What to wear to a Job Interview

By John Casi with select editing by Erik Peterson

Pre-note. This article only addresses men’s clothing. This is not an attempt to be sexist. I just don’t know women’s fashion and am unqualified to write an article about it. I’ll try to get a co-worker to write a companion article in the coming weeks addressing women’s attire for an interview.

It is always safest to over dress for an interview. Even if the place where you are interviewing is a casual or even outdoor environment you should plan on wearing a suit unless told otherwise. There are almost no reasons to not wear a suit to an interview. The only exception is if part of the interview involves going out of the interview room and into a non-suit environment or performing some non-suit task. An example might be walking into a construction zone, or demonstrating a mechanical proficiency. So it is most likely in your best interest to plan on wearing a suit. If your suit is three or four years old, but fits well and is a black, dark gray, or navy you don’t need to buy a new one. An interview suit is not a fashion statement per se, but rather a proclamation. It tells the interviewer that you respect them and the process and that you should be taken seriously as a candidate.

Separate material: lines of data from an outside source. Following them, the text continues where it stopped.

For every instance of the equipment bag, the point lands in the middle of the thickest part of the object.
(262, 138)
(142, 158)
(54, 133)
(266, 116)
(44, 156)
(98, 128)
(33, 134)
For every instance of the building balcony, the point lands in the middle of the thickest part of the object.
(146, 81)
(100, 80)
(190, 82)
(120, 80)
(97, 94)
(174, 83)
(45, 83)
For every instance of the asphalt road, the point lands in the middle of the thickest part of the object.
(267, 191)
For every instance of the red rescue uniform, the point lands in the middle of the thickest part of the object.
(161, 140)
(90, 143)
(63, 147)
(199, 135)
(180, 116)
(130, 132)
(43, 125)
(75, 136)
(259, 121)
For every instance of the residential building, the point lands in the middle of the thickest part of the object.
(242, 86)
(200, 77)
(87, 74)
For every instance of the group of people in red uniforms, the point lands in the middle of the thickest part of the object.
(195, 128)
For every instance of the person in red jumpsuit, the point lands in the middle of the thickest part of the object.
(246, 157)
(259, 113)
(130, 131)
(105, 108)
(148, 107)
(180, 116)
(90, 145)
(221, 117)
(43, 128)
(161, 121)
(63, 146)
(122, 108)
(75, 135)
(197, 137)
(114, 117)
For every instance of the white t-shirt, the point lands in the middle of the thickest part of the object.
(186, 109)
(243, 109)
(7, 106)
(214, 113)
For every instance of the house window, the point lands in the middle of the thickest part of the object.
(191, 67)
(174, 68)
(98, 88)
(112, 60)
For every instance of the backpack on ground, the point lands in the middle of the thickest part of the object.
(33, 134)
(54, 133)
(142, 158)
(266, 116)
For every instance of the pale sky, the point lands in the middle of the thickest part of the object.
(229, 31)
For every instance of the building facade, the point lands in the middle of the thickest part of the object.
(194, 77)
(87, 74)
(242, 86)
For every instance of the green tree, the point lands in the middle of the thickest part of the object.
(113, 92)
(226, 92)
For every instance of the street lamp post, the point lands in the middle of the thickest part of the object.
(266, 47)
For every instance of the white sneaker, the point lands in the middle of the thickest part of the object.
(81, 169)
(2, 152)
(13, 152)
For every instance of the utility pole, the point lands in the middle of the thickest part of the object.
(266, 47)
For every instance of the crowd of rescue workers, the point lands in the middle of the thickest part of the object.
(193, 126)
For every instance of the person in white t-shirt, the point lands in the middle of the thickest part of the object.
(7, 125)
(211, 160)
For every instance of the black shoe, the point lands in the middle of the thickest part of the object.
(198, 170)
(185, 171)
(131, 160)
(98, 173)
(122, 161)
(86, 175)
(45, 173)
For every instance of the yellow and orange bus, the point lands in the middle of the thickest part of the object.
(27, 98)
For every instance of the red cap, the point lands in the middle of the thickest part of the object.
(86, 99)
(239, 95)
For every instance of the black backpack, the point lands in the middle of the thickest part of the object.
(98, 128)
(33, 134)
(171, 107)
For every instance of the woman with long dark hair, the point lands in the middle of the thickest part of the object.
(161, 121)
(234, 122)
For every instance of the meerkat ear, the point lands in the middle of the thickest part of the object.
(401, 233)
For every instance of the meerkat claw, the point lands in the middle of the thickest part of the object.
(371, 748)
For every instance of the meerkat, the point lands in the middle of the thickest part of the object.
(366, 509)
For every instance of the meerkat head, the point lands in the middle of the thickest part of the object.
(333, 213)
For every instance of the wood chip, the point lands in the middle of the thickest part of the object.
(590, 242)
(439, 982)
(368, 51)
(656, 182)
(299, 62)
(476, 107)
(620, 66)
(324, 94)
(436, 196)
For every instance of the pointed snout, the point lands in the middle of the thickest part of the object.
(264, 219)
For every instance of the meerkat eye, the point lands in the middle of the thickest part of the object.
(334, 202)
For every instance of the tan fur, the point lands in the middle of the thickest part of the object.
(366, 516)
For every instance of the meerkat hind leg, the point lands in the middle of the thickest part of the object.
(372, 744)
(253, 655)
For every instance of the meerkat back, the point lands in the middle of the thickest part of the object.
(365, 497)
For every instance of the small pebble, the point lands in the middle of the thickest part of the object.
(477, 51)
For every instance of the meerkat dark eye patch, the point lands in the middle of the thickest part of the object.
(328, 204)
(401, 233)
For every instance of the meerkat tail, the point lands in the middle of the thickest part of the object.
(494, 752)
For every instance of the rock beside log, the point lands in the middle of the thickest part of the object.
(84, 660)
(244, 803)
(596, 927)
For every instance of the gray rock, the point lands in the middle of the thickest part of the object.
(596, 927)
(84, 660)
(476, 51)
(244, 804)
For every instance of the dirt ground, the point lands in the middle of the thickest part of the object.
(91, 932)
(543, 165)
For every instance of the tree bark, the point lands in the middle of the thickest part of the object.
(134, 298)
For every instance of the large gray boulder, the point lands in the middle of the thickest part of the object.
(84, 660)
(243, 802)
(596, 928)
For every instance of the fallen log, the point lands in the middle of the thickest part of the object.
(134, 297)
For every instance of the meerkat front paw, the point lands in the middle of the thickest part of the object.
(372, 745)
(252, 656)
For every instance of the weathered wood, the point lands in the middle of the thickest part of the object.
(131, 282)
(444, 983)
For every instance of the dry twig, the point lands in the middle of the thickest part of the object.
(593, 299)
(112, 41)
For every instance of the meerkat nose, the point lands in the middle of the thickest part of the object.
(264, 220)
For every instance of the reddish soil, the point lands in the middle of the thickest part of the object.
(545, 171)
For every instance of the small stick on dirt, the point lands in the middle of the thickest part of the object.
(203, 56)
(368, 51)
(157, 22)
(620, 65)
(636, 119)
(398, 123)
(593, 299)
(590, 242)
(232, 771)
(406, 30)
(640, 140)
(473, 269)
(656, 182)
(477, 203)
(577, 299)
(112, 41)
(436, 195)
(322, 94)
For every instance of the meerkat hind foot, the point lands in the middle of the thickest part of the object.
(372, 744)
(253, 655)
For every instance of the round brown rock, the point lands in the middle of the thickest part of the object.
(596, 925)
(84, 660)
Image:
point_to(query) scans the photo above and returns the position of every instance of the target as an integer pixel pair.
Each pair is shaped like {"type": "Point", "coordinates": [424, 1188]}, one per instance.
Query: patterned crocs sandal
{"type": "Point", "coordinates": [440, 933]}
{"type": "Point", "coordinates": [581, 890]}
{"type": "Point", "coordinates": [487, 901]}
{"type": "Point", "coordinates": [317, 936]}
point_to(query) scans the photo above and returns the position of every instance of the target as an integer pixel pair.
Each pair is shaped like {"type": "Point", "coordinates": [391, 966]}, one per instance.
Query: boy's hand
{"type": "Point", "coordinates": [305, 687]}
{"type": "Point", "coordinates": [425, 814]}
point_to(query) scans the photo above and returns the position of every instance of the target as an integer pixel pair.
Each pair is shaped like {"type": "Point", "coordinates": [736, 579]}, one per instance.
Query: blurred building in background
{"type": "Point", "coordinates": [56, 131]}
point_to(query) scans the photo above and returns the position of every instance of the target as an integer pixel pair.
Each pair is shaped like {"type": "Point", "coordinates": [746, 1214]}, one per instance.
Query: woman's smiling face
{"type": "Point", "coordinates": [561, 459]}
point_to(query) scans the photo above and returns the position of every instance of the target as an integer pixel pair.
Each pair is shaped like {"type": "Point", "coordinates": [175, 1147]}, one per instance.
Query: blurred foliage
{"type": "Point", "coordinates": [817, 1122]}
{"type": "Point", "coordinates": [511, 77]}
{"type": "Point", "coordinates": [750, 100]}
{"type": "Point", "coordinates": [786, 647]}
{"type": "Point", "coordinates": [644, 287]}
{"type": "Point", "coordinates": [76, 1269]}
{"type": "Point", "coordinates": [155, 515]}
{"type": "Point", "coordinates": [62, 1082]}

1.    Buy the best Suit you can comfortably afford. It is generally better to have one $200 suit than two $100 suits. There is a limit to this logic though. If you are interviewing for a $32,000 job don’t wear a $1,500 suit, even if your rich family member gave it to you. The interviewer is sizing you up and trying to determine if you’ll be a good fit in the organization.

2.    It always helps to bring a friend for a second opinion even if you have bought suits before. Also, if possible bring the accessories including shoes and shirt you plan on wearing with the new suit to the interview. This will help ensure a good fit and match.

3.    A suit has to be fitted. This may take a week or so. Allow yourself enough time to get the suit before the interview. Ask before buying how long it will take to tailor the suit. If the retailer cannot meet your deadline, buy the suit elsewhere or find a tailor who can. It is important to do so before committing your money. If the interview is tomorrow ask to see “Separates.” Separates are pants and coats sold separately. They are often made of the same material / patterns as suit sets and can be worn with less tailoring.

4.    Make sure the suit is a conservative color. Unless you currently wear suits everyday, buy only a navy or black Suit. In addition to being very conservative, dark suits are easy to accessorize with a black shoes, black socks, a black belt, a solid colored shirt, and simple yet fashionable tie. If the suit has pin stripes, the stripes should be the width of a pin and understated. Again the suit should be conservative. Whether the suit has two buttons or three or whether it is single or double breasted is less important than that the color and print are conservative.

5.    If you don’t know your suit size, insist on being measured before you try a suit on. This might make the sales person uncomfortable, but it is your money and you are the customer. Remember you can insist on being measured and still be polite about it. This request is important because the sales person’s job is to make a sale. Many of them will try to talk you into the first suit they put on you and try to explain how the tailor will make it all work. There are limitations to tailoring:

  • The suit should fit in the shoulders. The shoulder pads should not stick out further than your shoulders, and the suit should button easily without stretching. The tailor cannot fit the shoulders.
  • 1/4 of an inch of the shirt cuff should be showing when your arm is fully extended. If you did not bring a dress shirt, ask to borrow one in your size for the fitting. A sleeve cannot be extended. If it is too short don’t buy the suit. If you are over 5’11, you will need a “Long” suit. Long is often denoted with the suffix L. 46L means 46 inch chest, long. 46R means 46 inch chest regular length.
  • The “Drop” is the difference between the chest and the waist. “American Cut” suits have a six inch drop. This means a 38 inch jacket comes with pants with a 32 inch waist. “European Cut” suits have a 7 inch drop, and “Athletic Cut” suits have an 8 inch. Pants can only be let in or taken out 1 inch. DO NOT let a sales person convince you otherwise. I did, and the belt loops in the back of my first suit touched each other. If your drop is less than 5 inches or more than 9 inches, you either have to buy a custom made suit or buy separates. Buying separates is much more cost and time efficient than the custom made option.
  • If you do choose to buy separates, you will still need to have them tailored for an ideal fit.
  • Trust the sales person to hem to the right length. If you did not bring dress shoes for the fitting, insist they loan you a pair. It is crucial that you are wearing dress shoes as most men’s casual shoes do not have an elevated heal. Whether you choose straight leg or a cuff is a personal choice. A cuff is often times more expensive to tailor.